HERE WE GO: US Authorities Weigh Expansion of Emergency Lending Facility Amid Banking Crisis

US authorities are now weighing an expansion of an emergency lending facility which could help boost First Republic bank after its stock plunged more than 90% this month amid the banking crisis.

Earlier this month customers lined up at a First Republic to withdraw their cash after Silicon Valley Bank collapsed.

This is just one of the options the Federal Reserve is weighing as regulators navigate a stressed banking sector, Bloomberg News reported.

Bloomberg reported:

US authorities are considering expanding an emergency lending facility for banks in ways that would give First Republic Bank more time to shore up its balance sheet, according to people with knowledge of the situation.

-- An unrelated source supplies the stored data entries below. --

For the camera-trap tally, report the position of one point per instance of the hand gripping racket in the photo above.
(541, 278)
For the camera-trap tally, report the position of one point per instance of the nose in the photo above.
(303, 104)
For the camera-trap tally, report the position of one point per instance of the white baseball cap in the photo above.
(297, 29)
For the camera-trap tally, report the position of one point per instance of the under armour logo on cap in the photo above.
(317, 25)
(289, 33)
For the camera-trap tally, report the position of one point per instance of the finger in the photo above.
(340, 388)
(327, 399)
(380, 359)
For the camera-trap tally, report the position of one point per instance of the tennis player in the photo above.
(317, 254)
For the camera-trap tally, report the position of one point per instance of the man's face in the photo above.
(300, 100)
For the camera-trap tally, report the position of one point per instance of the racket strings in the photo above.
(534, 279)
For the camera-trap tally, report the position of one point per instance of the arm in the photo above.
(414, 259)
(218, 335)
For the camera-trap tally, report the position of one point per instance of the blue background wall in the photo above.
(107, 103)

Officials have yet to decide on what support they could provide First Republic, if any, and an expansion of the Federal Reserve’s offering is one of several options being weighed at this early stage. Regulators continue to grapple with two other failed lenders — Silicon Val ..

Even short of that step, watchdogs see First Republic as stable enough to operate without any immediate intervention as the company and its advisers try to work out a deal to shore up its balance sheet, the people said, asking not to be named discussing confidential talks.

So who gets bailed out?

According to Treasury Secretary Janet Yellen, the US government is going to pick the winners and losers.

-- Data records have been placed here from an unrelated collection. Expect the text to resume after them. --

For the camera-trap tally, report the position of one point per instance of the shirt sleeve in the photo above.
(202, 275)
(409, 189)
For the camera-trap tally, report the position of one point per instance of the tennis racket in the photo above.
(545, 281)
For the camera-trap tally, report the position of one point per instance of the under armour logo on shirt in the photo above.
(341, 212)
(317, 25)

During her testimony last week, Secretary Yellen admitted that smaller regional banks across the country will not be bailed out by the US government. Only larger banks will be bailed out like Silicon Valley Bank and their depositors from China connected to the Chinese Communist Party.

Senator James Lankford (R-OK), last week grilled Yellen on who will be bailed out by the federal government and who will not. Lankford pointed out that the Biden-Yellen plan will force Americans to take money out of smaller banks and deposit it in the chosen banks the government has deemed worthwhile of protecting.

“Will the deposits in every community bank in Oklahoma, regardless of their size, be fully insured now? Are they fully recovered? Every bank, every community bank in Oklahoma, regardless of the size of the deposit, will they get the same treatment that SVBP just got or Signature Bank just got?” Senator Lankford asked.

“A bank only gets that treatment if a majority of the FDIC board, a supermajority, a supermajority of the Fed board, and I, in consultation with the president, determine that the failure to protect uninsured depositors would create systemic risk and significant economic and financial consequences.” Yellen said.